Rob Bell is a universalist.
At least according to Justin Taylor and his reading of Bell’s forthcoming book Love Wins. The subsequent conversation has been loud, emotional, and the coverage has been all encompassing in the church world (our version of Charlie Sheen coverage). You can read a very measured response at Christianity Today.
I am not as interested in the theology (I’ll wait to read the book) what I am interested in is the fact that Bell engaged this issue. In the interest of full disclosure I admire Rob Bell. I have read his books, heard him speak, and been to a conference he hosted.
Tony Jones, someone who knows controversy within Christian subculture, wrote that Rob Bell simply doesn’t care if people call him a heretic. I disagree, Rob Bell does care what people think just like the rest of us.

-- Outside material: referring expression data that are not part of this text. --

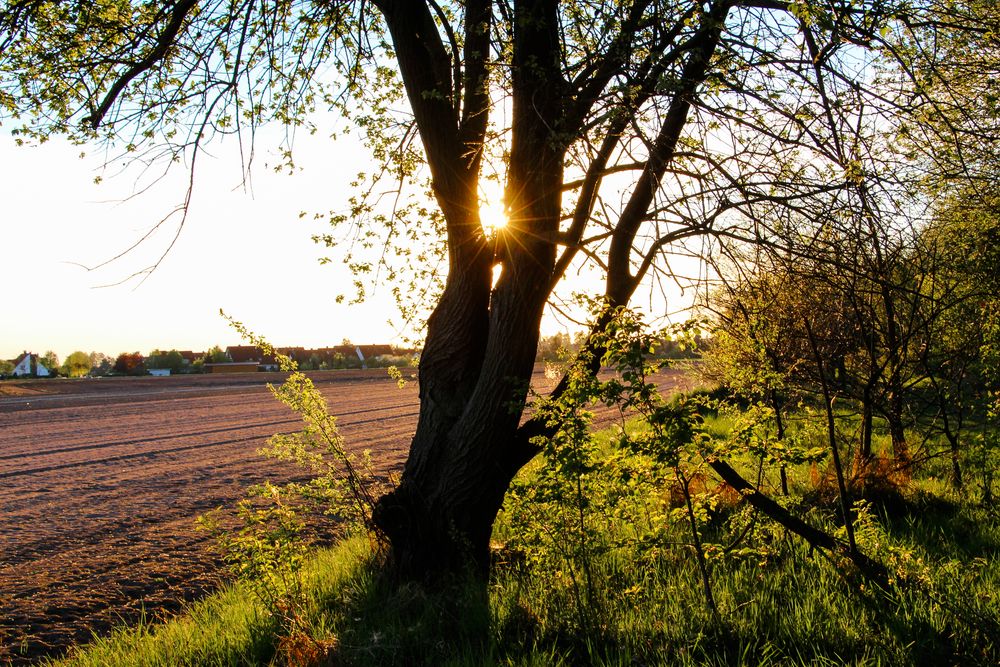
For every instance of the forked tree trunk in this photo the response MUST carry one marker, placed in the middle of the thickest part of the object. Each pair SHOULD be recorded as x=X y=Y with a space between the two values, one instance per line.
x=481 y=343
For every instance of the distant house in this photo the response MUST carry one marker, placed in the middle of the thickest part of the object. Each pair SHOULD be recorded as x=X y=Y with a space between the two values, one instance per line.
x=28 y=365
x=232 y=367
x=247 y=354
x=189 y=356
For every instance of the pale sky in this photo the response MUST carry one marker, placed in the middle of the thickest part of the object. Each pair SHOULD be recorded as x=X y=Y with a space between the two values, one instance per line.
x=246 y=252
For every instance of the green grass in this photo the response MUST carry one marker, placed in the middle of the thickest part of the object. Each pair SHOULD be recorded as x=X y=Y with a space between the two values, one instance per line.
x=778 y=603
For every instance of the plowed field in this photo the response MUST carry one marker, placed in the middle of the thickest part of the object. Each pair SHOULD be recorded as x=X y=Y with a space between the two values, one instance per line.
x=101 y=482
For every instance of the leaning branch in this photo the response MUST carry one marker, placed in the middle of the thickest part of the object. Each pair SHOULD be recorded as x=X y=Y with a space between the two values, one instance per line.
x=163 y=44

The difference is that Bell is willing to take the criticism. Criticism is nothing new for Bell and he had to know that talking about the issue of eternity he would rile up his detractors, he may not have approved the blurb released by Harper Collins but he couldn’t have been surprised.
Bell took this risk because he understands the centrality of the question. Eternal conscious suffering for those who refused the salvation from Christ is more or less the orthodox understanding of Hell. Questions regarding various scenarios of never hearing the Gospel or being misled by family or culture are soon to follow and a tension emerges. What it appears Bell is doing is engaging that tension.
I strongly doubt there are many followers of Christ who revel in the idea of people experiencing the fire and agony of hell. In fact I think that many (including myself) hold out some hope that God’s love does indeed transcend our understanding and that there are more in heaven than we assume.
Hell bothers me, and I guess it should. In fact I would be more than happy to be proven wrong on this. My guess is that Bell realizes that this is a common sentiment and decided to ask some questions out loud.